The day after I went back more out of stubborn fury rather than any real optimism. I’d tried all sorts of strats—Riskrunner to clear the adds, Sixth Coyote for double invisibility dodges, and even Legend of Acrius based on watching this guy do it. Eventually one run came together, thanks to using my Surrounded Spec shotgun from the Scourge of the Past raid to instamelt the knights, and then getting lucky with add placement for my tether. When I finally popped her with a volley of Whisper of the Worm sniper shots, the relief washed through me like a wave from an aftershave advert. My in-game prize? A cosmetic emblem, and I’m not even mad. In total it took nine hours, and I will not be trying for flawless, because I hate myself but not that much. 

Tom Senior: Encore

This week, after many hours in Anthem’s weird and busted universe, I have retreated to the cosy embrace of Destiny 2. It’s never been easier to get so-called ‘powerful gear’ that increases your power level and puts you in range of the game’s toughest challenges. It’s been a couple of months since I played, which is just long enough for the novelty of the Destiny universe to come back. There’s such a rich and varied suite of activities to pursue, and the next season is almost here. It'll give players the opportunity to take missions from the tentacle-faced salesman Xur and there’s going to be a “new Gambit experience”. Gambit is Destiny 2’s brilliant hybrid PvPvE mode that has two teams competing to kill enemies and bank motes of light.

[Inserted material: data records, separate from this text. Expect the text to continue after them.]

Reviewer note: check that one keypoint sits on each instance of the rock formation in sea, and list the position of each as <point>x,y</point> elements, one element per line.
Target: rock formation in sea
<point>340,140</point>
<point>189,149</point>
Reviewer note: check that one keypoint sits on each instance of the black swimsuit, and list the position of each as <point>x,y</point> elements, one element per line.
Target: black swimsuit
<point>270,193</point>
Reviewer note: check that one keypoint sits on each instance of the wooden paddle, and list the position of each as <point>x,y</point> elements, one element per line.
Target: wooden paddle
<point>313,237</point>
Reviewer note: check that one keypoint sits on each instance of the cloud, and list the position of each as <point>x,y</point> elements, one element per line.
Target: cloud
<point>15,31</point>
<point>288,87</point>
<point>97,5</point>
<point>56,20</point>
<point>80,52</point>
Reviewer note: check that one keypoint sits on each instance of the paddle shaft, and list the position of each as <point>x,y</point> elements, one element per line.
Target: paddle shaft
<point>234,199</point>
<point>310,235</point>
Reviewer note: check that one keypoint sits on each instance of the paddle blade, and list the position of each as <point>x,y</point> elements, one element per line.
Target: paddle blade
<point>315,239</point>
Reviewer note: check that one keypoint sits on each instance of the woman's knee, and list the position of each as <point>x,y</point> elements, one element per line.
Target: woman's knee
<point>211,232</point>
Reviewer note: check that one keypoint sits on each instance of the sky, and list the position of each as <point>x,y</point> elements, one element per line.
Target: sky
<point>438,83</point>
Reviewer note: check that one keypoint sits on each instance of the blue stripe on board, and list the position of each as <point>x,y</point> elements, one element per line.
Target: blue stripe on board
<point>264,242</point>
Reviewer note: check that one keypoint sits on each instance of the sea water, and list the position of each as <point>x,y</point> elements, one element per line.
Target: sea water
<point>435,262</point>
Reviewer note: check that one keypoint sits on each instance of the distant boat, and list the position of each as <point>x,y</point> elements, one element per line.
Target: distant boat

I’m also looking forward to the Division 2 next month. Anthem reminds me that it’s fun to discover a new world with friends, even if that world turns out to be kinda broken. The Division 2 will probably be quite solid, though, and I’m looking forward to seeing what the sequel has learned from the first game. The Dark Zone always felt like a great idea that didn’t quite reach its potential.